In comparison BDD will not have the same by product, as it is premised on describing behaviours, not implementing tests first. Dan North at QCon (Accelerating Agile: hyper-performing without the hype) said that his teams test coverage was more like 6-7%, but in the critical areas it was 150%. I.e. sufficient, but not unnecessary. There needs to be sufficient testing in all areas, but to add the most value, no more than that, and in particular areas that may be very little indeed. At the same time, where there is critical functionality then this needs much higher coverage.

One example in our case might be that the core APIs are always critical, so will always need good coverage. Whereas when building an application this is built on top of the core APIs, so the coverage needs to be sufficient to cover the new features to an appropriate level, but not unnecessarily repeating coverage that already exists in the core libraries.

It is not really discipline vs. critical focus. They are two different processes that can each achieve good results. The point is to know which one you are doing and do it properly. Or whichever process your shop uses. In either case they know their code coverage and what it means to their process.

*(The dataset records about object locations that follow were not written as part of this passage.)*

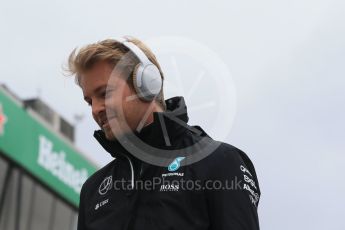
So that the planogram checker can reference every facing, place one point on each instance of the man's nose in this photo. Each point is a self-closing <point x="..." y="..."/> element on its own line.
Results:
<point x="97" y="108"/>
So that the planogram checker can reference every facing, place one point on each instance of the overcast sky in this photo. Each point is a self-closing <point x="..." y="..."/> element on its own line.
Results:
<point x="284" y="91"/>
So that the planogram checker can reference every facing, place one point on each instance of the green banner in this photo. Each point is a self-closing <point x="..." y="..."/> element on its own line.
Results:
<point x="41" y="151"/>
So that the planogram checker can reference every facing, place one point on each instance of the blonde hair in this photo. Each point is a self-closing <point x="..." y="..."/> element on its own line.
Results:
<point x="111" y="51"/>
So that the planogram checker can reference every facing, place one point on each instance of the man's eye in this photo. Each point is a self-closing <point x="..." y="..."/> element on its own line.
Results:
<point x="108" y="93"/>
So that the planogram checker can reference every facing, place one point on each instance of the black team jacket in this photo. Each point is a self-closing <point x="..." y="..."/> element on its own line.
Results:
<point x="222" y="190"/>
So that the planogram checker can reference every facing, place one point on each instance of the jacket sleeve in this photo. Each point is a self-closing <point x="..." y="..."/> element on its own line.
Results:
<point x="234" y="206"/>
<point x="81" y="210"/>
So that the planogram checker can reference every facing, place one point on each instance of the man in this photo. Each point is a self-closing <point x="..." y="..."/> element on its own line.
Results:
<point x="152" y="143"/>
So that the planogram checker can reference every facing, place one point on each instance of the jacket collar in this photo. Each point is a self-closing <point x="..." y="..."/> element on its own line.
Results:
<point x="175" y="123"/>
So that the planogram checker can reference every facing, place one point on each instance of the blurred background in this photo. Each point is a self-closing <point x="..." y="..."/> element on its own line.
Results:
<point x="284" y="62"/>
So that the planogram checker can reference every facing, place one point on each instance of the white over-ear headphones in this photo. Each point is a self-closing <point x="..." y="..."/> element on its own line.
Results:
<point x="147" y="79"/>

The same should be true in any other process too.

So what is it good for?

Code coverage can inform you of the quality of your code. Interpreting and understanding that code coverage, and why it is as it is across your codebase will evolve over time, and will also involve an understanding of your domain and it’s requirements.

Code coverage at it’s most basic allows you to know whether you have tests or not! It can highlight where the testing effort has been targeted. Examining these results allows a team to take a measure of the healthiness of their code and their development practices.

Code Coverage enables safe Refactoring

Refactoring (Martin Fowler again), is a common and much used practice in BDD and TDD. The reason agile teams using these methodologies can refactor safely is because of the safety net that their extensive regression test packs give them. They know that if they break some previously working functionality then the automated regression tests running on CI will catch those failures. They know this because they wrote lots of unit tests and acceptance tests which give good code coverage. They know they give good coverage because they code reviewed and QAs checked those tests when they were first written.

Unfortunately even agile teams suffer from technical debt, and deadline pressure, which means maybe not all of those tests did get written. So, in fact, they may not have a safety net, and they don’t know where they need to focus their efforts to mend the holes in that net if they don’t run code coverage because they all agreed there was no need as it was just a management tool to produce a meaningless metric.